To investigate this phenomenon, reaction times to pure tones were obtained for the same nine patients utilized previously for the loudness study. These patients were tested at the tinnitus frequency, at a pathological non-tinnitus frequency and at a frequency where the hearing was normal. Three measures of reaction time were made: (a) at the tinnitus frequency; (b) at a frequency which revealed no hearing loss; and (c) at a non-tinnitus pathological frequency. For the purposes of control, the same measures were made for a comparable group who did not have tinnitus.

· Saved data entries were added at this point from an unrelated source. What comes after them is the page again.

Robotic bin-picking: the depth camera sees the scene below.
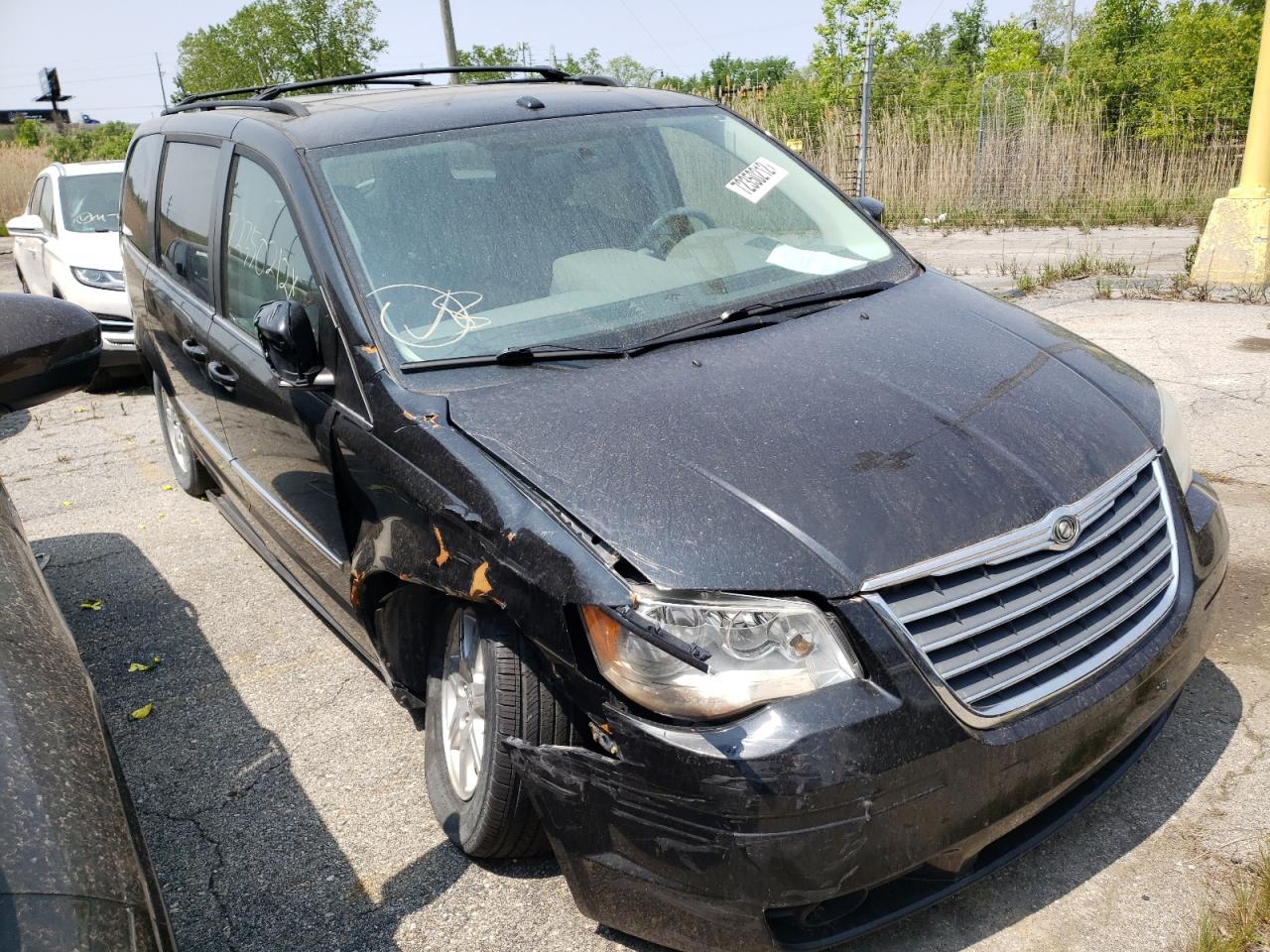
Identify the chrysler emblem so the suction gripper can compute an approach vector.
[1049,516,1080,548]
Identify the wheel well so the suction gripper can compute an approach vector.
[362,581,459,710]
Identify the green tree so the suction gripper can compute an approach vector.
[558,47,604,76]
[13,119,40,149]
[604,55,661,86]
[812,0,899,103]
[454,44,525,82]
[1125,0,1265,140]
[949,0,988,72]
[174,0,387,100]
[983,20,1043,76]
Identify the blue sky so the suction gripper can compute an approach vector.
[0,0,1092,122]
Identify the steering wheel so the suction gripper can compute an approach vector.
[634,205,715,258]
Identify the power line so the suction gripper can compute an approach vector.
[621,0,684,72]
[671,0,718,56]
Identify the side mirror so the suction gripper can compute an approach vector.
[0,295,101,414]
[856,198,886,225]
[5,214,45,237]
[255,300,325,387]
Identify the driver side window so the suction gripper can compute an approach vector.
[36,178,58,235]
[225,155,322,337]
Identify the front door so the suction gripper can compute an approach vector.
[148,141,228,451]
[207,154,348,622]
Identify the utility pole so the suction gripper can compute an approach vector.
[1063,0,1076,76]
[441,0,458,82]
[155,52,168,109]
[856,20,874,198]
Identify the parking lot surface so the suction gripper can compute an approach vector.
[0,234,1270,952]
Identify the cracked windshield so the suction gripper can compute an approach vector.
[318,107,912,362]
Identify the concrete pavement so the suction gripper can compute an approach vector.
[0,232,1270,952]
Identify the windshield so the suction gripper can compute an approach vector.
[318,107,913,362]
[61,172,123,231]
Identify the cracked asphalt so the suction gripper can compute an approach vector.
[0,232,1270,952]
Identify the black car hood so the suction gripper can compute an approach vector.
[449,273,1155,597]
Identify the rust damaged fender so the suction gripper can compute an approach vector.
[332,376,629,706]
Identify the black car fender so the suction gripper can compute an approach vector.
[331,411,629,707]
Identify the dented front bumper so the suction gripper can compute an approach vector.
[505,481,1226,952]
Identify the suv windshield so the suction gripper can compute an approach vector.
[317,107,913,362]
[61,172,123,231]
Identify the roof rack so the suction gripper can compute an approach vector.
[164,66,599,115]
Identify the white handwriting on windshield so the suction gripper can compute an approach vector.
[230,210,300,300]
[72,212,119,225]
[366,285,490,350]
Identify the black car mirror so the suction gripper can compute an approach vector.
[0,295,101,414]
[856,196,886,225]
[255,300,326,387]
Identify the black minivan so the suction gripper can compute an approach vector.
[122,67,1228,949]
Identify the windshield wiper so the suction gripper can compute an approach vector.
[634,281,897,352]
[401,344,630,373]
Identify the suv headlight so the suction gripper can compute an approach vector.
[583,589,862,718]
[1156,384,1193,495]
[71,268,123,291]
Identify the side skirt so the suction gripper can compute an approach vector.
[207,490,391,686]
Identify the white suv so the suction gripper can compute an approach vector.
[8,162,140,376]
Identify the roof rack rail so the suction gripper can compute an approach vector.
[252,66,572,100]
[163,96,309,117]
[163,66,622,115]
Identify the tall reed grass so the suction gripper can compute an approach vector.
[0,144,49,234]
[734,84,1243,227]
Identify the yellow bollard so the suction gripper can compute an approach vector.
[1190,0,1270,289]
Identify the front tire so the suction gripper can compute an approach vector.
[425,604,572,860]
[153,373,212,499]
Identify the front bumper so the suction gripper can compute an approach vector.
[508,479,1228,952]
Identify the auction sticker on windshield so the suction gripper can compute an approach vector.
[726,159,789,202]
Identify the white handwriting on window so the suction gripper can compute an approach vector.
[228,210,300,300]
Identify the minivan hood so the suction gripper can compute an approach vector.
[58,228,123,272]
[449,273,1153,597]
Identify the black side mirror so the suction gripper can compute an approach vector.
[255,300,321,387]
[0,295,101,414]
[856,196,886,225]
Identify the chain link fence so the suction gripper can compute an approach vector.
[717,73,1243,227]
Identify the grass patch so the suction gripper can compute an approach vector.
[1185,852,1270,952]
[0,145,49,223]
[999,251,1135,298]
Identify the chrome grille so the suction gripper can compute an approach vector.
[865,456,1178,718]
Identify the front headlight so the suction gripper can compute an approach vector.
[71,268,123,291]
[583,589,862,718]
[1156,384,1192,495]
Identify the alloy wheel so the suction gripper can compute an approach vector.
[441,612,485,801]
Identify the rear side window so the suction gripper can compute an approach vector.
[121,136,163,258]
[159,142,219,303]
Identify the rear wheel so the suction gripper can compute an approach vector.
[425,604,572,858]
[154,373,212,496]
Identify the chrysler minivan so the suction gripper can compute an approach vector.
[122,67,1226,949]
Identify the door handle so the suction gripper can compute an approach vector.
[207,361,237,394]
[181,337,207,363]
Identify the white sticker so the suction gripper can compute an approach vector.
[725,159,789,202]
[767,245,869,274]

The results of the study revealed that for the experimental group, the reaction times were significantly shorter at the tinnitus frequency than at the other two frequencies. Such was not the case for the control group. Therefore, it seems reasonable to conclude that the tinnitus itself is probably recruiting and it further substantiates that loudness measures are indeed suspect. Perhaps the most common use of the audiogram with reference to tinnitus patients involve its use in the management of the tinnitus patient. The first consideration which is the primary determinant in managing the tinnitus patient relates to the associated hearing loss. The method of treatment may be quite different for those with hearing loss as opposed to those who do not have a loss.
This difference will be manifested mainly in the choice of instrument used to provide relief for the patient. Three different types of units are used to offer relief for tinnitus patients: (a) hearing aids; (b) tinnitus maskers; and (c) tinnitus instruments. If the patient has normal or near-normal hearing, the choice of instrument is a tinnitus masker. However, if the patient has sufficient hearing loss to require amplification, a hearing aid or a tinnitus instrument (a combination of an amplifier and a masker) is selected. The choice between the two units is based upon many different variables: (1) the amount of distress the patient is experiencing, (2) the patient's ability to sleep, (3) the amount of residual inhibition and (4) the degree to which they can be masked. These instruments are fitted with the proper molds, either monaurally or binaurally, depending upon the need.
The final purpose for the audiogram relates to the effect of long-term masking on the hearing sensitivity of the patient wo can also suffer from meniere's disease . Although considerable effort has been made to design maskers whose output do not exceed the damage risk criteria, there is still concern that the long range use of these instruments may cause some loss of hearing. Therefore, an audiometric examination prior to fitting the unit is necessary to establish a baseline audiogram. This audiogram will allow for annual comparisons to be made to determine any change in the threshold of the patient over a period of years.
In conclusion, there are numerous reasons which could be discussed regarding the use of audiometric findings for tinnitus patients. However, time does not allow for further expansion in this area. Let us conclude by reiterating the fact that the audiometric evaluation is an integral part of the tinnitus work-up and careful attention should be directed towards it.